Save the seeds from a few large fruits. Remove the seeds and clean off all the pulp. Dry them with a paper towel. Unlike many plants grown from seed, you don’t want to dry out the seeds. Use them fresh for the best results.
- Sow the fresh seeds in small pots filled with moistened potting soil. Place one or two seeds on top of the soil in the pot. Lightly cover the seeds with more soil. Water the seeds with a seaweed solution.
- Find a warm spot for the pots. You can use a mini-greenhouse or place them in an insulated box, covered with plastic. Keep them in warm, indirect sunlight.
- Mist the soil, so it doesn’t dry out.

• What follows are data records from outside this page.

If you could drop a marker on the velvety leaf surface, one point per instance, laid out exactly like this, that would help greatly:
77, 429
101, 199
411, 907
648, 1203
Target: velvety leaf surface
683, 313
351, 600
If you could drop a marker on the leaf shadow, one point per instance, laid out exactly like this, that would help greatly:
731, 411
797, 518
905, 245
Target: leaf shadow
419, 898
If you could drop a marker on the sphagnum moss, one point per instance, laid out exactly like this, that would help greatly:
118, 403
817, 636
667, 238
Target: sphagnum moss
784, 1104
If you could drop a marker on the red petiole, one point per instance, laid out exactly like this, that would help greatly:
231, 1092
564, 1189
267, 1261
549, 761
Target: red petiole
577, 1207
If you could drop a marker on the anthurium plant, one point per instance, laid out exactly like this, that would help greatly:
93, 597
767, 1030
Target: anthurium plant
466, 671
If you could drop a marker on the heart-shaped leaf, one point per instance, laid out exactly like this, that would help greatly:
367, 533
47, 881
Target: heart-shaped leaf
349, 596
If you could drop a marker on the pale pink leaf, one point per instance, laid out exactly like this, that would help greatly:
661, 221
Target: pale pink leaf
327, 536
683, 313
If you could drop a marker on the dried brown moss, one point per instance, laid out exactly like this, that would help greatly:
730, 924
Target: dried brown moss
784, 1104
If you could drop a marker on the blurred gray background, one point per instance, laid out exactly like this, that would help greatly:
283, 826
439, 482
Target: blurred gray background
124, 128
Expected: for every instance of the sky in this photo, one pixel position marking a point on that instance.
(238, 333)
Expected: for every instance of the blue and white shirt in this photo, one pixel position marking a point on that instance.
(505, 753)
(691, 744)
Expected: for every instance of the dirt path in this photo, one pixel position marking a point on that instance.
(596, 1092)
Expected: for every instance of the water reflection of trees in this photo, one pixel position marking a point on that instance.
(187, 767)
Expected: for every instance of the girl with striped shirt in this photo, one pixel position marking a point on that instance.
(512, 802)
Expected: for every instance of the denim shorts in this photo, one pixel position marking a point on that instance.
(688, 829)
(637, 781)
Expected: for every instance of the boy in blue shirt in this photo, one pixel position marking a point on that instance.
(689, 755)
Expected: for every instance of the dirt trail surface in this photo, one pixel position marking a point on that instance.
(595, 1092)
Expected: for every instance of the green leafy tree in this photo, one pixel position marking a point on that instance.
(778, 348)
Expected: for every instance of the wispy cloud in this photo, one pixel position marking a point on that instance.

Your seeds will germinate in 10 to 21 days.
- Allow the seedling to grow to about 2 inches, and then water them with an organic, liquid plant food. Fertilize them again after two weeks.
- Repot the seedlings to a larger pot when they reach about 6 inches tall. Also, place a climbing stake in each pot.
- Plant your young vine outside after about six weeks in the new pot. Follow the previous instructions for planting young Passionfruit vines.
Feed and Mulch
Passionfruit love to eat, so they need organic fertilizer during the first year before the flowers bloom. Also, apply mulch made from pea straw or hay. This helps keep in the moisture and prevents weed growth.
Apply aged chicken manure twice per year. You should do this at the start of spring and at the beginning of autumn. When the flowers start blooming, apply potash to the soil.
During the first month after you planted your Passionfruit, water two to three times every week. After the first month, you can cut down the watering to a single soaking once per week. If you notice any shriveling of the plant, then it needs more water. When it starts flowering and forming fruit, keep the plant watered sufficiently.
Pruning Passionfruit Vines
As your plant grows, look out for suckers that can drain the energy from the main vine. Use your hand clippers to cut the suckers off at ground level. Keeping your Passionfruit pruned is one of the most important maintenance you can do for your plant.
Since the fruit grows on young vines, cut back the older woody ones in the spring. This helps keep your Passionfruit flower productive.
When you see the fruit starting to shrivel, all you have to do is twist it off the vine. Picking your fruit regularly actually encouraged the vine to produce more fruit. Keep watering even during harvest time and you’ll have a steady crop of Passionfruit.